HR Legislation in the Stoned Age: Marijuana Legalization

HR Legislation in the Stoned Age: Marijuana Legalization

Roughly 62% of Americans say marijuana use should be legalized. This sentiment has been steadily increasing over the past decade, according to a Pew Research Center survey. Although the percentage of U.S. adults who support legalization has changed little from about a year ago—when 61% favored it— it is double what it was in 2000 (31%).

This trend poses unique challenges to employers in the healthcare and life sciences industries, where vulnerable populations rely on workers for their well-being and safety.

But first, let’s take a look at the road to legalization. In 1996, California became the first state to legalize marijuana for medical use. Fast forward to 2019, where thirty-three states, the District of Columbia, Guam, Puerto Rico, and the US Virgin Islands have since followed suit.

In 2012, Colorado and Washington state spearheaded the legalization of marijuana for recreational use. Subsequently, nine other states—California, Maine, Alaska, Massachusetts, Michigan, Nevada, Oregon, Illinois and Vermont— and the District of Columbia have legalized it.

Legislation protecting employees

Some states have gone further than just decriminalizing marijuana; they’ve also passed laws and established policies that protect the rights of employees who use it.

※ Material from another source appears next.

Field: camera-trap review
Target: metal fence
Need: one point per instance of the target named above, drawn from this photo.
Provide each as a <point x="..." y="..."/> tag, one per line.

In Maine, the Medical Use of Marijuana Act prohibits employers from refusing to employ or exact a penalty against a person over the age of 21 based solely on that person’s status as a qualifying patient or caregiver under the MMUMA, unless doing so would place the employer in violation of federal law or cause the employer to lose a federal contract or funding.  Further any testing for marijuana must be in compliance with a Maine Department of Labor approved drug testing policy.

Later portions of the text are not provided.